Coder Perfect

Select n random rows from SQL Server table

Problem

I have a SQL Server table with approximately 50,000 rows. I’d like to choose 5,000 of those rows at random. I’ve considered a more involved approach, such as creating a temp table with a “random number” column, copying my table into it, looping over the temp table and updating each row with RAND(), and then picking rows where the random number column is less than 0.1. I’m searching for an easier way to do that, preferably in a single statement.

The NEWID() function is recommended in this article. That appears promising, but I’m not sure how I’d be able to select a specific % of rows with any certainty.

Has anyone tried this before? Do you have any suggestions?

Asked by John M Gant

Solution #1

select top 10 percent * from [yourtable] order by newid()

In response to the comment about huge tables being “pure trash,” you might do it this way to increase performance.

select  * from [yourtable] where [yourPk] in 
(select top 10 percent [yourPk] from [yourtable] order by newid())

The cost will be the key scan of values plus the join cost, which should be affordable on a large table with a small percentage selection.

Answered by Ralph Shillington

Solution #2

TABLESAMPLE will provide you with almost as random and better performance, depending on your demands. This feature is available in Microsoft SQL Server 2005 and subsequent versions.

TABLESAMPLE will deliver data from random pages rather than random rows, thus it will not even retrieve data it won’t return.

I experimented on a fairly huge table.

select top 1 percent * from [tablename] order by newid()

it took more than 20 minutes

select * from [tablename] tablesample(1 percent)

took 2 minutes.

TABLESAMPLE’s performance will also improve on smaller samples, however newid’s performance will not ().

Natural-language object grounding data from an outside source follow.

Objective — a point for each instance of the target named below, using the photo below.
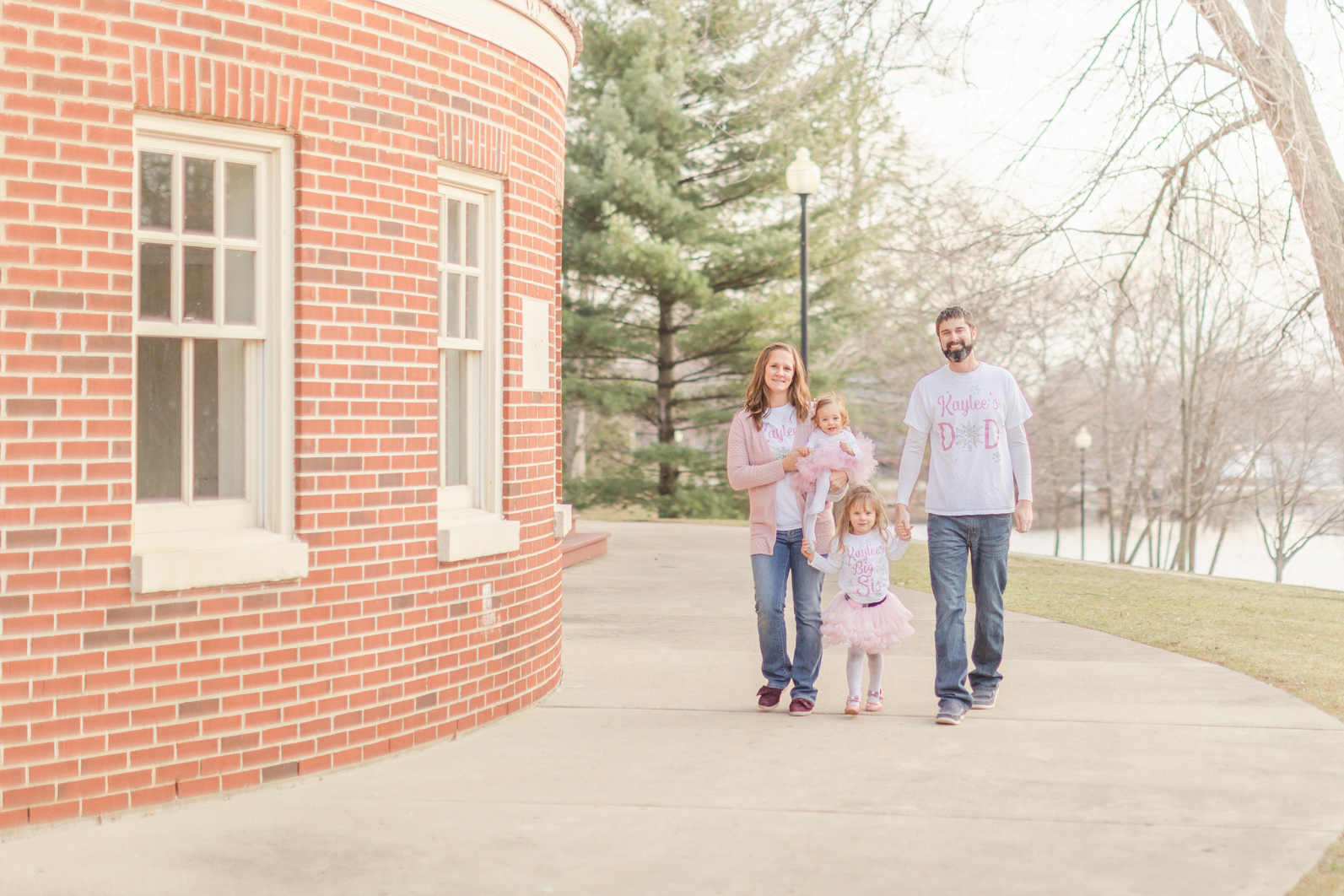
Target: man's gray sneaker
(951, 712)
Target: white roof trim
(535, 30)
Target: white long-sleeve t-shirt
(979, 444)
(863, 563)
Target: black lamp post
(804, 179)
(1082, 441)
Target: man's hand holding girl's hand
(904, 523)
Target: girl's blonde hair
(832, 398)
(758, 397)
(861, 494)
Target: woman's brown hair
(758, 397)
(867, 494)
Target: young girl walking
(865, 616)
(831, 448)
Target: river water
(1242, 556)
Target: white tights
(854, 669)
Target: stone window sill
(181, 560)
(468, 533)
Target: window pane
(197, 283)
(472, 308)
(154, 281)
(240, 286)
(197, 195)
(473, 226)
(218, 418)
(451, 310)
(240, 199)
(455, 231)
(154, 190)
(455, 417)
(159, 419)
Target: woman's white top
(780, 426)
(843, 437)
(863, 563)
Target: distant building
(280, 387)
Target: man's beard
(958, 352)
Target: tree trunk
(1276, 78)
(668, 473)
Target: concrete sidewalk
(1108, 767)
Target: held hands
(791, 460)
(904, 523)
(1023, 516)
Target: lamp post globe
(804, 177)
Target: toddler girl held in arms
(865, 617)
(831, 448)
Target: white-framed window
(471, 369)
(213, 283)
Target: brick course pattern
(112, 701)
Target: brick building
(280, 388)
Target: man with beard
(974, 414)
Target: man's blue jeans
(985, 540)
(770, 573)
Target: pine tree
(680, 240)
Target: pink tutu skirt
(832, 457)
(872, 628)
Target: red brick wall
(113, 701)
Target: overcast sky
(1022, 58)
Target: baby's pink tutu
(872, 628)
(832, 457)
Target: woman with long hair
(765, 442)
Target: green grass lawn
(1287, 635)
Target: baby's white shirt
(863, 564)
(843, 437)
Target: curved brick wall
(112, 701)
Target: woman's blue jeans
(770, 573)
(985, 540)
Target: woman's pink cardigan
(753, 467)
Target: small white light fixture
(802, 175)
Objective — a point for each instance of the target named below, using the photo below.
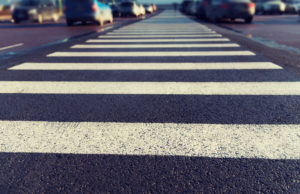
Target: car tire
(248, 20)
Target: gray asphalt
(53, 172)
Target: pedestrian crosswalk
(178, 119)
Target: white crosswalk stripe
(267, 141)
(212, 45)
(146, 66)
(152, 54)
(161, 40)
(162, 36)
(204, 140)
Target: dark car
(292, 6)
(129, 8)
(201, 6)
(35, 10)
(230, 9)
(87, 11)
(184, 5)
(115, 10)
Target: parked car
(201, 7)
(35, 10)
(142, 10)
(87, 11)
(115, 10)
(230, 9)
(292, 6)
(129, 8)
(191, 8)
(184, 5)
(270, 6)
(5, 12)
(149, 8)
(154, 7)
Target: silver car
(270, 6)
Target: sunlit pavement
(29, 35)
(162, 105)
(276, 31)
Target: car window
(29, 3)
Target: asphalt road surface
(282, 31)
(28, 35)
(163, 105)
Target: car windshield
(29, 3)
(127, 4)
(271, 0)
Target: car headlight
(32, 11)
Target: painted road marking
(163, 36)
(11, 46)
(157, 33)
(152, 54)
(147, 66)
(212, 45)
(151, 88)
(163, 139)
(162, 40)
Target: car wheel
(69, 22)
(248, 20)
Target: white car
(270, 6)
(149, 8)
(292, 6)
(142, 10)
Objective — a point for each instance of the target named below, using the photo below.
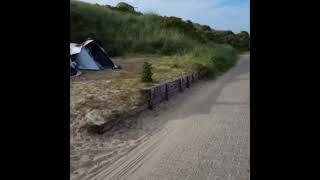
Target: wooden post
(150, 103)
(180, 85)
(188, 82)
(166, 92)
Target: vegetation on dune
(123, 31)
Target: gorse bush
(192, 46)
(131, 32)
(146, 72)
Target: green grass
(187, 45)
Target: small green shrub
(146, 72)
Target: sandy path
(203, 134)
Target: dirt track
(203, 134)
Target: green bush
(146, 72)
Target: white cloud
(219, 14)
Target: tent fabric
(88, 56)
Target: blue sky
(218, 14)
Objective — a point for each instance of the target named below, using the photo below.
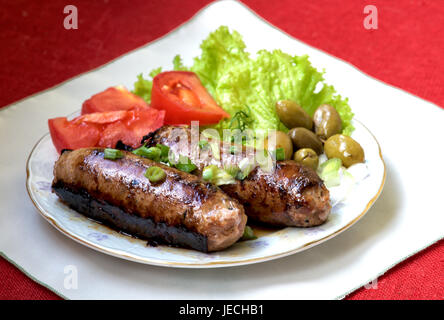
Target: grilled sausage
(182, 210)
(291, 195)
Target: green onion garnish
(245, 168)
(203, 144)
(164, 151)
(152, 153)
(155, 174)
(208, 173)
(185, 164)
(113, 154)
(280, 154)
(216, 175)
(232, 170)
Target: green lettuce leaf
(240, 83)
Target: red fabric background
(405, 51)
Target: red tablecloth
(405, 51)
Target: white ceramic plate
(271, 244)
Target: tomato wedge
(185, 99)
(105, 129)
(113, 99)
(68, 135)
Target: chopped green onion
(248, 234)
(217, 175)
(203, 144)
(164, 151)
(155, 174)
(185, 164)
(232, 170)
(152, 153)
(245, 168)
(280, 154)
(113, 154)
(208, 173)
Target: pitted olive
(327, 121)
(307, 157)
(279, 139)
(304, 138)
(344, 148)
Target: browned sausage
(182, 210)
(291, 195)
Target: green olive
(307, 157)
(292, 115)
(304, 138)
(344, 148)
(279, 139)
(327, 121)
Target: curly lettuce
(240, 83)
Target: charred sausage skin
(182, 210)
(291, 195)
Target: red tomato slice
(66, 135)
(185, 99)
(93, 131)
(113, 99)
(101, 117)
(133, 128)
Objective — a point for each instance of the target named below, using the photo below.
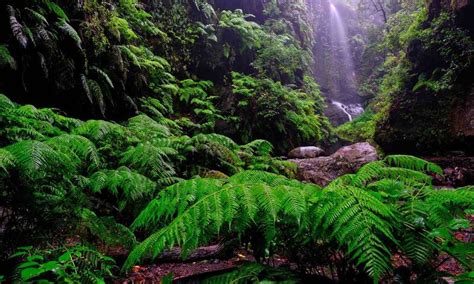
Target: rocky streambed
(317, 167)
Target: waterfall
(350, 110)
(340, 47)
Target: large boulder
(306, 152)
(348, 159)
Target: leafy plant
(74, 264)
(370, 215)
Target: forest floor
(182, 270)
(207, 262)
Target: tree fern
(222, 208)
(125, 185)
(149, 160)
(6, 160)
(16, 27)
(83, 149)
(106, 229)
(147, 128)
(362, 222)
(173, 201)
(100, 130)
(36, 159)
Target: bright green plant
(66, 265)
(284, 116)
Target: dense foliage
(131, 127)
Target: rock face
(306, 152)
(348, 159)
(432, 122)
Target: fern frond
(173, 201)
(146, 128)
(122, 183)
(362, 222)
(99, 130)
(83, 148)
(234, 207)
(107, 229)
(36, 159)
(148, 160)
(6, 160)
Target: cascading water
(340, 48)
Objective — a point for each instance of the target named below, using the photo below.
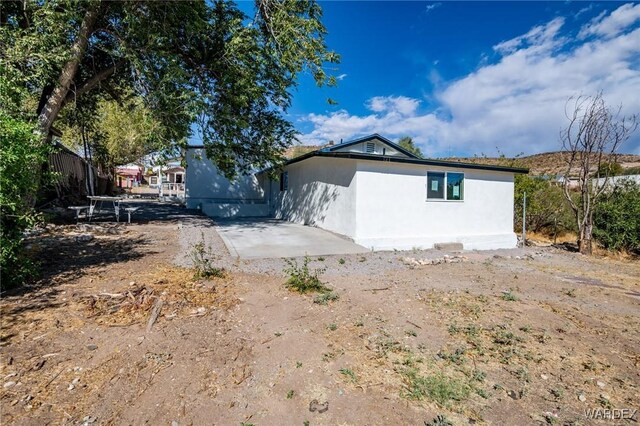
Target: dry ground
(512, 337)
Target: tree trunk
(67, 75)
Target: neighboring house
(372, 191)
(128, 176)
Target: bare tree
(593, 136)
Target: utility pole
(524, 219)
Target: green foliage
(547, 208)
(20, 164)
(302, 279)
(439, 420)
(325, 298)
(438, 387)
(407, 143)
(616, 218)
(198, 62)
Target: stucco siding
(321, 192)
(393, 212)
(205, 185)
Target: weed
(509, 296)
(523, 374)
(325, 298)
(557, 393)
(439, 420)
(482, 393)
(438, 387)
(604, 402)
(456, 357)
(302, 279)
(201, 257)
(350, 374)
(479, 376)
(506, 338)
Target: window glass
(284, 181)
(455, 186)
(435, 185)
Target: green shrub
(20, 171)
(302, 279)
(438, 388)
(616, 218)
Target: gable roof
(374, 136)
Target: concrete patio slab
(269, 238)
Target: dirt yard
(118, 331)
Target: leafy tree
(616, 218)
(595, 132)
(189, 61)
(407, 143)
(20, 151)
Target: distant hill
(551, 163)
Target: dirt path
(511, 337)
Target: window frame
(445, 187)
(284, 181)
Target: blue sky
(466, 78)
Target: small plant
(302, 279)
(325, 298)
(509, 296)
(201, 257)
(349, 373)
(438, 387)
(557, 393)
(479, 376)
(439, 420)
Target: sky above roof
(465, 78)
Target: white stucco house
(372, 191)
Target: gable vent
(370, 148)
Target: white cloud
(612, 25)
(432, 6)
(516, 104)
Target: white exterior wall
(393, 213)
(322, 193)
(217, 196)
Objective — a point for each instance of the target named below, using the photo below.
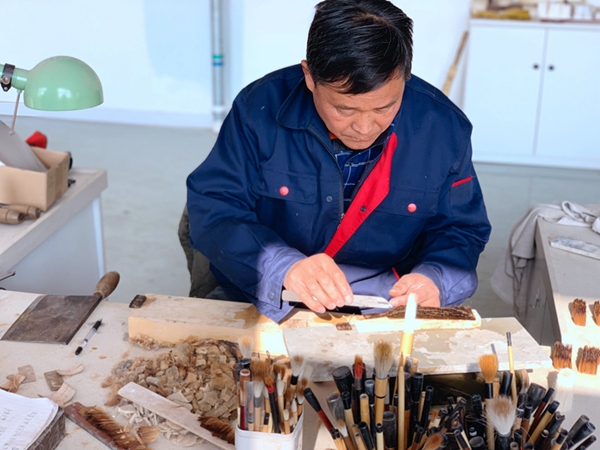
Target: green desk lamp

Please note that this approach is not as random as the newid() method, but it will provide a good sample.

See the MSDN page for further information.

Answered by Patrick Taylor

Solution #3

Because it must generate an id for each row and then sort them, newid()/order by will be exceedingly expensive for huge result sets.

TABLESAMPLE() is fast, but it causes results to clump together (all rows on a page will be returned).

The easiest technique to get a better real random sample is to filter out rows randomly. In the SQL Server Books Online article Limiting Results Sets by Using TABLESAMPLE, I found the following code sample:

Here are my results when applied to a table with 1,000,000 rows:

SET STATISTICS TIME ON
SET STATISTICS IO ON

/* newid()
   rows returned: 10000
   logical reads: 3359
   CPU time: 3312 ms
   elapsed time = 3359 ms
*/
SELECT TOP 1 PERCENT Number
FROM Numbers
ORDER BY newid()

/* TABLESAMPLE
   rows returned: 9269 (varies)
   logical reads: 32
   CPU time: 0 ms
   elapsed time: 5 ms
*/
SELECT Number
FROM Numbers
TABLESAMPLE (1 PERCENT)

/* Filter
   rows returned: 9994 (varies)
   logical reads: 3359
   CPU time: 641 ms
   elapsed time: 627 ms
*/    
SELECT Number
FROM Numbers
WHERE 0.01 >= CAST(CHECKSUM(NEWID(), Number) & 0x7fffffff AS float) 
              / CAST (0x7fffffff AS int)

SET STATISTICS IO OFF
SET STATISTICS TIME OFF

TABLESAMPLE will offer you the greatest results if you can get away with it. Use the newid()/filter method if you don’t want to use the newid()/filter method. If you have a large result set, newid()/order by should be your final resort.

Answered by Rob Boek

Solution #4

On MSDN, there’s a straightforward, well-articulated approach for selecting rows randomly from a huge table that meets the large-scale performance concerns.

  SELECT * FROM Table1
  WHERE (ABS(CAST(
  (BINARY_CHECKSUM(*) *
  RAND()) as int)) % 100) < 10

Answered by Kyle McClellan

Solution #5

For tables with 1, 7, and 13 million rows, this link has an interesting comparison between Orderby(NEWID()) and other approaches.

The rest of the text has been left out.